The design also speaks to a graphics background honed in what was West Berlin, where she was born, raised and imbued with the shame and guilt of Germany’s Nazi past, “even though my family was on the victim side of things.”

Wanting to leave, she came to the United States and settled on the west coast of Florida. But though she found it “beautiful,” it didn’t have the culture she was seeking so she came to New York City, continuing her work in graphics design. She also went to work for the now-defunct Herlitz International Inc., a paper and pulp trading business in Greenwich. 

A short-lived marriage left her a single mother of four in Larchmont. She continued to work with the paper company as a consultant and to make her dressing for fun. But eventually with her youngest grown and her life centered on the Vineyard, she decided to embark on a business in which she had no expertise. She began with the dressing itself in 2018, producing a small, shelf-stable batch that met with U.S. Food & Drug Administration (FDA) approval, as well as her own, at a bottling plant in Watkins Glen in the Finger Lakes region of New York. 
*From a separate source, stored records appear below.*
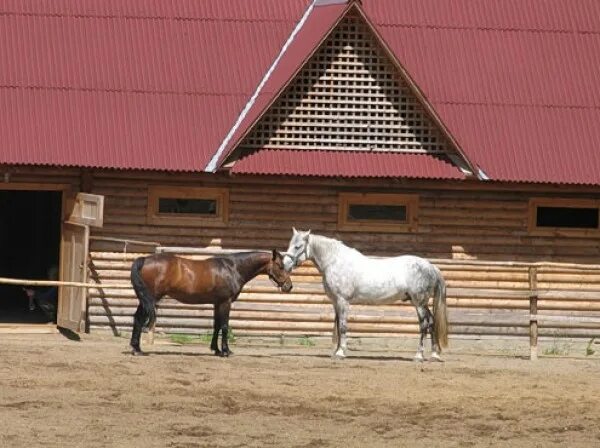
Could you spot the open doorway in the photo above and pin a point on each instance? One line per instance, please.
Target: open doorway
(30, 232)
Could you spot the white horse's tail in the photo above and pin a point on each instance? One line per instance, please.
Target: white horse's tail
(440, 314)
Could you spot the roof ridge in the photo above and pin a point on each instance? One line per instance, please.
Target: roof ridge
(140, 17)
(137, 91)
(524, 105)
(490, 28)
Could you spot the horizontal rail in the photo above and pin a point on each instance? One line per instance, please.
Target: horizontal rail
(125, 241)
(27, 282)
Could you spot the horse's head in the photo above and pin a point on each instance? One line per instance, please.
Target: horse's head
(277, 272)
(297, 250)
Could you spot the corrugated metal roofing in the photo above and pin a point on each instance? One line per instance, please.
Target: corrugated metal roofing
(345, 164)
(155, 84)
(514, 81)
(131, 84)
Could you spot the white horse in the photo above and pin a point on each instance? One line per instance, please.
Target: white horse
(351, 277)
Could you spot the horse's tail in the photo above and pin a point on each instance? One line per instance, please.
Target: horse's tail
(440, 313)
(141, 291)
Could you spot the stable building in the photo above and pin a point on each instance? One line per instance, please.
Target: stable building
(466, 134)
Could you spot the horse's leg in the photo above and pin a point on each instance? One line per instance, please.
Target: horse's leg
(341, 311)
(225, 308)
(435, 349)
(217, 323)
(139, 319)
(423, 327)
(335, 337)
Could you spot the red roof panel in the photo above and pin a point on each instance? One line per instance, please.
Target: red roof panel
(156, 84)
(319, 22)
(515, 81)
(346, 164)
(131, 84)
Ready to give the dressing a permanent home in an eatery, she turned to Ronald Levine of RL Hospitality Network for the kitchen design and James Beard Award-winning chef Bradford Thompson for the farm-to-table salad menu that includes vegan and gluten-free offerings. The designs of MV Salads — right down to the succulents on the communal tables — are all her own.

“The first year of MV Salads looked amazing to the outside world. We were crazy busy and excited to get rave reviews from customers,” Herlitz-Ferguson has said of the spring 2019 launch.  “However, behind the scenes there was a lot of commotion as I learned how to run a food business. The good news is that we didn’t lose any money and we actually made some.”

When the seasonal salad shop closed for fall and winter, Herlitz-Ferguson expanded production of the dressing, using a co-packing manufacturer in New Haven. Adding online food ordering got her through the pandemic summer of 2020. The restaurant flourished once again this year, although it had to close for the season earlier than planned, because of the labor shortages that have plagued so many other businesses.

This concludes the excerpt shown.